NEW YORK, NY.- Americas Society announced the exhibition Lilia Carrillo: Ruptures and Premonitions, opening on May 13, 2026. Curated by Tobias Ostrander, this landmark show introduces the work of Lilia Carrillo (1930–1974) to a New York audience, positioning her as a central force of the postwar group of Mexican painters known as the Generación de la Ruptura or the Rupture Generation.

The show, which will be on view until August 1, 2026, features two dozen of her most accomplished paintings from 1961 until 1974, alongside a selection of archival photographs, letters, invitations, and publications which document her active role in the diverse and often-controversial cultural landscape of her time.

“While Lilia Carrillo’s paintings dialogue with the gestural practices of her European informalist and North American Abstract Expressionist peers, they also allude these tendencies through the diversity of their mark-making and layered surfaces, maintaining an enigmatic uniqueness, one that additionally has no equivalent within the artist’s Generación de la Ruptura,” said Ostrander, who is the curator at large at Estrellita B. Brodsky and Latin American Art at Tate Modern.

“By focusing on ‘ruptures’ and ‘premonitions,’ the exhibition seeks to highlight the works’ mysterious and ritual character, while also addressing their references to the challenging environmental and political contexts in which they were made,” added the curator.

Born in 1930 in Mexico City, Carrillo is considered the most prominent female protagonist within this group of Mexican painters. The artist and her circle sought a decisive break from Mexican muralism, turning instead toward abstraction.
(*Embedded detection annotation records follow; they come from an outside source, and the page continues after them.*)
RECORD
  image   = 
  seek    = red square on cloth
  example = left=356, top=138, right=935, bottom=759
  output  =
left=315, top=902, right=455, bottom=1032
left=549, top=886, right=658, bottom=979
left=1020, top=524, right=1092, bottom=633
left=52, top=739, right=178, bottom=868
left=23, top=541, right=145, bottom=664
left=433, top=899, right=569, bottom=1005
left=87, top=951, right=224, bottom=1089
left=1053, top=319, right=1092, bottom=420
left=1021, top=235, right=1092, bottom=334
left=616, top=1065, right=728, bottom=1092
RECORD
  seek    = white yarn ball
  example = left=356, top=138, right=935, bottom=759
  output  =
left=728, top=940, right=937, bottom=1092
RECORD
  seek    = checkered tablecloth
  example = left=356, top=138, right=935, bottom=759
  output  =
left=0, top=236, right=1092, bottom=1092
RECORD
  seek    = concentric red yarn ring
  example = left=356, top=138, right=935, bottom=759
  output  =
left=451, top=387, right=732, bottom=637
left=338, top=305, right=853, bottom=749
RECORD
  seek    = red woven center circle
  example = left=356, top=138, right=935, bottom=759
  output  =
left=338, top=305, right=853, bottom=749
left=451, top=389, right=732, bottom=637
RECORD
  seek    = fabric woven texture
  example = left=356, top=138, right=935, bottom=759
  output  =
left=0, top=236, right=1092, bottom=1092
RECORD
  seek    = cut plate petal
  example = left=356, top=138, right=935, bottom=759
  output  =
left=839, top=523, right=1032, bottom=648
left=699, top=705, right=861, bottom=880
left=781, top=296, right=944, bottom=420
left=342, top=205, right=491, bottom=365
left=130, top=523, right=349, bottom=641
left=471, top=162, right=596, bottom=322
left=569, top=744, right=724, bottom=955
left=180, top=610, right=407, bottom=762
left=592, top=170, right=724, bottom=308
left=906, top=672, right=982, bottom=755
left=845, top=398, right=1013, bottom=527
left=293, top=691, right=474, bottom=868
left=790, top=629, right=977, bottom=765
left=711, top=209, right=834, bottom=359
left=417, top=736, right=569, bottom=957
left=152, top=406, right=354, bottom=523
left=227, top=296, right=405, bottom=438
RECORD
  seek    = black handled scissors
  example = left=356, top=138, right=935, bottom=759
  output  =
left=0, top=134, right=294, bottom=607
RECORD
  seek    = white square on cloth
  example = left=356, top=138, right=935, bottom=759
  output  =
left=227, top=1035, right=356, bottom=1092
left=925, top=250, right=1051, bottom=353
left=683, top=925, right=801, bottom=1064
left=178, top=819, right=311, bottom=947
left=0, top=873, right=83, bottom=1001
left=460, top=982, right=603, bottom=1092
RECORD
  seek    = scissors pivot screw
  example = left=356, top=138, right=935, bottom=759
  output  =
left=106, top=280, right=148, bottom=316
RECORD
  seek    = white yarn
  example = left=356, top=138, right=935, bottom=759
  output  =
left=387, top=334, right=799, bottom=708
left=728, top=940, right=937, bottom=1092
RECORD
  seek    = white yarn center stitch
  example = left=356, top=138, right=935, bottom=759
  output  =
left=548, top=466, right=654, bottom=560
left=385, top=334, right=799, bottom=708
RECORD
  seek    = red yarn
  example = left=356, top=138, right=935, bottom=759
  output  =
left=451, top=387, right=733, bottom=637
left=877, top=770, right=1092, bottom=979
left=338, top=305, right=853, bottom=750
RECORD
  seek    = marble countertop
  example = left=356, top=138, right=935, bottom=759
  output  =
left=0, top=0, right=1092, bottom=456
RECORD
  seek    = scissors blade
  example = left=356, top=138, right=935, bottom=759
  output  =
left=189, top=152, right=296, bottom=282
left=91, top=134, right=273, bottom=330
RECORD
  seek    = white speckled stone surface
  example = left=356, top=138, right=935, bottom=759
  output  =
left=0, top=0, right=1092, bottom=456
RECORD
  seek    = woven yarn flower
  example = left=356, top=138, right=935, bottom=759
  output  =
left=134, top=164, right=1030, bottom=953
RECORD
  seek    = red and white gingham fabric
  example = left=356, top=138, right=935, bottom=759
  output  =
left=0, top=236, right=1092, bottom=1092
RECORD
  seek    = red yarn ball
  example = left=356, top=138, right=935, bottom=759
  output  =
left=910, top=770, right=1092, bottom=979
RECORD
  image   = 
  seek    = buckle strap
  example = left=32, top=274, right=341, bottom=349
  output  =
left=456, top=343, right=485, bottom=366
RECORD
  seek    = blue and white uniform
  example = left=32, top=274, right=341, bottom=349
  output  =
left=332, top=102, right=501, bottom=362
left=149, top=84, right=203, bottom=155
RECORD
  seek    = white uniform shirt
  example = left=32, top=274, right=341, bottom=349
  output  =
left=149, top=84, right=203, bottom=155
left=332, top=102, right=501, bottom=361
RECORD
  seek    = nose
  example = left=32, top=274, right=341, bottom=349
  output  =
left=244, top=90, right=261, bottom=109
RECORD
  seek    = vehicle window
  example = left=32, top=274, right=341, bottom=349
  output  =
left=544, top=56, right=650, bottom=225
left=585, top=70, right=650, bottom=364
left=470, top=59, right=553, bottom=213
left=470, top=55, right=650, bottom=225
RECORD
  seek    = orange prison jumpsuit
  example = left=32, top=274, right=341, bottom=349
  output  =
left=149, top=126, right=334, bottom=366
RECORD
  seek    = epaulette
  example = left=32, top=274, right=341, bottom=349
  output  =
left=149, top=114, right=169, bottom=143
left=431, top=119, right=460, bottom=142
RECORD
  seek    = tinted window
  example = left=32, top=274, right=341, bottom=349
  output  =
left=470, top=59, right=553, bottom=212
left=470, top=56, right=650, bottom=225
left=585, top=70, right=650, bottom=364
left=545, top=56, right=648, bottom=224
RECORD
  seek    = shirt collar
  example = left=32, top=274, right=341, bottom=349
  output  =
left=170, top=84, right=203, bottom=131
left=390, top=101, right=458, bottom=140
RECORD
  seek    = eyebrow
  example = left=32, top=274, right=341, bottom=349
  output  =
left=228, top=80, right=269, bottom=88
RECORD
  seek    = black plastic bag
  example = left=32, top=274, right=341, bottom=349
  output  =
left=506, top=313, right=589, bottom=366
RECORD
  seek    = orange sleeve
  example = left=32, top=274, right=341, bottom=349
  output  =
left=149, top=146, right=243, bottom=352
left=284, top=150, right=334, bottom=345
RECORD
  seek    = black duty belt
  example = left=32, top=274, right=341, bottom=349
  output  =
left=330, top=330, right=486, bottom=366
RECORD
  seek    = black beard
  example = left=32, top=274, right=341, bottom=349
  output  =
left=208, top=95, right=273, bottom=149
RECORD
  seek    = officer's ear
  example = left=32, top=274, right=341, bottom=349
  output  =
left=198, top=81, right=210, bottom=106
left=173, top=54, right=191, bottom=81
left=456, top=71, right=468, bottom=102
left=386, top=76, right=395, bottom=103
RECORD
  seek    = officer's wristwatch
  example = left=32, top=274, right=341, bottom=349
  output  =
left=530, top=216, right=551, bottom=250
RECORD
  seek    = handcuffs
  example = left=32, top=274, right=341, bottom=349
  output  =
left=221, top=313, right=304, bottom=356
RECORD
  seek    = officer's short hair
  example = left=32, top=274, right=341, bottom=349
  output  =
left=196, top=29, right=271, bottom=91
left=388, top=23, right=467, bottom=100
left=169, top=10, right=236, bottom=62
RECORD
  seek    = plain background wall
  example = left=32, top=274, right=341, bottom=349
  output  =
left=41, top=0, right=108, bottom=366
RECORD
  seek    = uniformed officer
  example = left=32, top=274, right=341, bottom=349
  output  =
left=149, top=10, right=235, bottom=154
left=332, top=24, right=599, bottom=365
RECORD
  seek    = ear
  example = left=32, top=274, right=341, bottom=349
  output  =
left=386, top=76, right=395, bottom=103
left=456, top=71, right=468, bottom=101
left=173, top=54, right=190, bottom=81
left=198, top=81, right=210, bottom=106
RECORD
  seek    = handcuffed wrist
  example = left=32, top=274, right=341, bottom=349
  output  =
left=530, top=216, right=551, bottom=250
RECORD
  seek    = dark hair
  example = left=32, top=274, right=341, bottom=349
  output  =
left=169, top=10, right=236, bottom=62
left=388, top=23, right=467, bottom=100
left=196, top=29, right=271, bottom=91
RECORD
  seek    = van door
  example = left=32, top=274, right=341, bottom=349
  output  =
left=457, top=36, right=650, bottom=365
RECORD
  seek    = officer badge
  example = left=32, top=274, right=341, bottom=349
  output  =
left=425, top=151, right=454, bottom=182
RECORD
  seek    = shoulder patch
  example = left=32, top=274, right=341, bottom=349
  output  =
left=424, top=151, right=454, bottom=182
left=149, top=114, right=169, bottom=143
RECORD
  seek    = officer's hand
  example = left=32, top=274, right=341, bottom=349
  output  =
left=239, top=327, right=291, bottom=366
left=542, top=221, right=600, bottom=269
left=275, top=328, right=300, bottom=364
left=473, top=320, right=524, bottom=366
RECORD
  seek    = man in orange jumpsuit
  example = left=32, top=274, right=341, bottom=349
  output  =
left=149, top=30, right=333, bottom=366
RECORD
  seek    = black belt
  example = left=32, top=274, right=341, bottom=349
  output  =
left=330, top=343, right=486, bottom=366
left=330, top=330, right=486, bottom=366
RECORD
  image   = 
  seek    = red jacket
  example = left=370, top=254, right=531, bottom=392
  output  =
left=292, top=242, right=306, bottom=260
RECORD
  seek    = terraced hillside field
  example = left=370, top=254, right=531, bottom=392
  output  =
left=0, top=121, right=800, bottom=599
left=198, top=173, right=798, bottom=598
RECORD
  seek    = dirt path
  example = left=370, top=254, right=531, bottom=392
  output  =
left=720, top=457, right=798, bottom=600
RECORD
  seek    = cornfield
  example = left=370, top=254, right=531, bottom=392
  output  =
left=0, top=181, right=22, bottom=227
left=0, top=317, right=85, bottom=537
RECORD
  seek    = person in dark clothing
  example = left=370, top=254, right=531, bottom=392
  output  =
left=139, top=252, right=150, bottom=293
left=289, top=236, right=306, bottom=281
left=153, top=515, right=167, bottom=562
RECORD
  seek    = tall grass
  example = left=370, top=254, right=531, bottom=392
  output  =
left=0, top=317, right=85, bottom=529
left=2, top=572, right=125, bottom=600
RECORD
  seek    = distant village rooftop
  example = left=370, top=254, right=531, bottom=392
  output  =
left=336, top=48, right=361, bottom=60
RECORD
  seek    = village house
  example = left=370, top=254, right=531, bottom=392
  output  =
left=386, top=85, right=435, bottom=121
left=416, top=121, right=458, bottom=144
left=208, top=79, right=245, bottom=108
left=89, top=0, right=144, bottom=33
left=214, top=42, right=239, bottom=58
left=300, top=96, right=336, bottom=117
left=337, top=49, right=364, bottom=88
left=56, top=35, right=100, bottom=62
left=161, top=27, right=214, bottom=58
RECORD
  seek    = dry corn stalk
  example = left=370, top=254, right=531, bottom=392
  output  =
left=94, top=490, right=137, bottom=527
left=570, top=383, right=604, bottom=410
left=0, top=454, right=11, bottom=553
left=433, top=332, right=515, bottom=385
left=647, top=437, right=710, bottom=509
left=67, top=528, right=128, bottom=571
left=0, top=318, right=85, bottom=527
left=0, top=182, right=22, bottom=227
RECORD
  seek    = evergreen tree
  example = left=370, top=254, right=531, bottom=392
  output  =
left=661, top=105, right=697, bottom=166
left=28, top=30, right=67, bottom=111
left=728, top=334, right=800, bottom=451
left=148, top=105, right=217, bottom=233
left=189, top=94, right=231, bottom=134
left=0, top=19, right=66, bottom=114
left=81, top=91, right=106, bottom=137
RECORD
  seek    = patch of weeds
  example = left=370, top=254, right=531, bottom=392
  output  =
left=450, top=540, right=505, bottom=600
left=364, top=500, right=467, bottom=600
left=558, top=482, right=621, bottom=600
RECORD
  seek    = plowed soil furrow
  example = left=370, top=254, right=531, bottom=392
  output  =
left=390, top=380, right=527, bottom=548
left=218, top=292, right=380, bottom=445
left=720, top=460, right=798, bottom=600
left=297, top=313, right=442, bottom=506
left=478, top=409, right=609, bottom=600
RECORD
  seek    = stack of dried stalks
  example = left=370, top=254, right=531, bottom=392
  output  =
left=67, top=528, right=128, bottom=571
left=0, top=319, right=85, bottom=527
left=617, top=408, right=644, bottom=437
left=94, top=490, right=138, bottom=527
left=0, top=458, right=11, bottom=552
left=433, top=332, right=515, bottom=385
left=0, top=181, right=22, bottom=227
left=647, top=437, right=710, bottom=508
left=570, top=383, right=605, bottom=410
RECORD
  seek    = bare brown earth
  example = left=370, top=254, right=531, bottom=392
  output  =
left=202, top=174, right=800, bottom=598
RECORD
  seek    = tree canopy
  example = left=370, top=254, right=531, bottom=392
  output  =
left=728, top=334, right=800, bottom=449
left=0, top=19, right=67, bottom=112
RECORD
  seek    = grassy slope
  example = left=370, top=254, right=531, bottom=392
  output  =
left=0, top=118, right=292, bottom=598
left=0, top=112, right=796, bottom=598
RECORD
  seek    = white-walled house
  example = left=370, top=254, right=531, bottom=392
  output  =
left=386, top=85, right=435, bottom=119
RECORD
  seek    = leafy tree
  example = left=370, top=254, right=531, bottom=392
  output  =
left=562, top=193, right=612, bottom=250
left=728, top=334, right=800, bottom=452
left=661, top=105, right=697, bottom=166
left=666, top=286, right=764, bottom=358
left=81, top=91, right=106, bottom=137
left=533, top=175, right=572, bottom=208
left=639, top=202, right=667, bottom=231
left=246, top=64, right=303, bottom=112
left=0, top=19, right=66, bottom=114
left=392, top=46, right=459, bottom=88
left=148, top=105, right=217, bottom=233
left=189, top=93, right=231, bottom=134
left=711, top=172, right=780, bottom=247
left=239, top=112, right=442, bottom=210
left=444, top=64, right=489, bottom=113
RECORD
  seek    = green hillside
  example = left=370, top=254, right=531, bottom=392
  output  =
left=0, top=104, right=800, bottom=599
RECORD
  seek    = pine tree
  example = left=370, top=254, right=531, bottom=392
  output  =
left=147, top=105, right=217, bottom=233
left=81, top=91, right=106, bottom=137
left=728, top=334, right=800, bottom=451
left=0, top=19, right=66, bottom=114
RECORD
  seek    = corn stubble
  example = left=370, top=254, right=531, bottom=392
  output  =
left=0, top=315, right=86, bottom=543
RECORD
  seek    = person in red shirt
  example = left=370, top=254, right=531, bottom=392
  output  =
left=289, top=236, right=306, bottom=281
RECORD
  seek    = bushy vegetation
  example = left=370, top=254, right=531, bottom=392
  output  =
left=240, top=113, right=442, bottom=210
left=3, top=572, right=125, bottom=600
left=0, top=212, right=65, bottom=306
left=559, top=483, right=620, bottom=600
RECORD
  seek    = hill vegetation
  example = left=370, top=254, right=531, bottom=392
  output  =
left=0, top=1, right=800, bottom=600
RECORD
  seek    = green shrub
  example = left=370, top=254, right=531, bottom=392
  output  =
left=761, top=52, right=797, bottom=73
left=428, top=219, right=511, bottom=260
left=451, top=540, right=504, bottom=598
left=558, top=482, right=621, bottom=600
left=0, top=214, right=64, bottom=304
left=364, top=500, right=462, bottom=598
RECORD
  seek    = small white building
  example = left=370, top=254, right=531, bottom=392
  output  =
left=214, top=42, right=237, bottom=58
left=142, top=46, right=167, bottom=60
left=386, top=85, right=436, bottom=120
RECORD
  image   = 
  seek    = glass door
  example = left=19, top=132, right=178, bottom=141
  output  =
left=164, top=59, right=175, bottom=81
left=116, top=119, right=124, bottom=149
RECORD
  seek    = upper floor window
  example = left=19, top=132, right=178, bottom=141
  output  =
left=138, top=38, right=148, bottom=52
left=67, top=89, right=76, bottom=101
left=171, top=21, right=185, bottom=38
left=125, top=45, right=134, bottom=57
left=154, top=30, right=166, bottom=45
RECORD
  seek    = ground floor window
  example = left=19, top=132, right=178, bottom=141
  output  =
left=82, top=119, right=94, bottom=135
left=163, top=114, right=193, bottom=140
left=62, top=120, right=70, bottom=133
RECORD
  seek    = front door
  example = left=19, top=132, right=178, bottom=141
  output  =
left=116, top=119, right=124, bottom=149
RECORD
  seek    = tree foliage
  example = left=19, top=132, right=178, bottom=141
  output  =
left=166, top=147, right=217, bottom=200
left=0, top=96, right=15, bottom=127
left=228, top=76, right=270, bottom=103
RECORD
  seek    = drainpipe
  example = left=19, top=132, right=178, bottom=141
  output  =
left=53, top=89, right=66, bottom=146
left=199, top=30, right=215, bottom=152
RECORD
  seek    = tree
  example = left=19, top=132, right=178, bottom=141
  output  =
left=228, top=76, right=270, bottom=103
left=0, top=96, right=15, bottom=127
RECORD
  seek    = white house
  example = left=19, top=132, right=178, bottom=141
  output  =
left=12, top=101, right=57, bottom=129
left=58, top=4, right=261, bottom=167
This shift allowed them to engage in international dialogue with painterly tendencies occurring in New York and Paris.

The exhibition shows the artist’s disruptive gestures of building up thick surfaces that she then carved or scratched into, integrating collaged fabrics or paper fragments into her canvases, smudging her compositions, and using brushes of diverse sizes and other tools to apply and disperse her pigments.

The show is also animated by the notion of premonitions, or the feeling an ominous event is going to occur. Her 1970 painting, Premonition, reflects Carrillo’s heightened awareness of mortality following a spinal aneurysm —the complications of which would lead to her death —, as well as her interest in surrealist and ritual practices.

Lilia Carrillo: Ruptures and Premonitions also showcases the historical shift in Mexico's social environment and mood as reflected in Carrillo’s work. While her early 1960s works express an exploratory optimism —coinciding with the country's economic boom and rapid urban growth—her later canvases respond to a darkening political climate, including the 1968 Tlatelolco massacre and growing environmental concerns. In her final years, Carrillo’s celestial references transformed into expansive compositions evocative of smog and debris.

The exhibition is part of Art at Americas Society’s Women Artists Series, dedicated to important yet underrecognized women artists from Latin America. The series began in 2022 with an exhibition of Mexican sculptor Geles Cabrera, it continued in 2023 with a show on Chilean interdisciplinary artist Sylvia Palacios Whitman, in 2024 with a mid-career survey of Argentine artist Alejandra Seeber, and it 2025 with a survey of Colombian artist Fanny Sanín.

To accompany the show, Americas Society will present a series of public programs and two publications: an exhibition catalogue and the first monograph about Lilia Carrillo. The bilingual monograph about the painter will be printed in the U.S. and internationally to support exhibitions of the artist’s work at Americas Society (2026) and the Museo del Palacio de Bellas Artes (2025). With texts by authors including art historian Leah Dickerman, the book will be produced in both Spanish and English.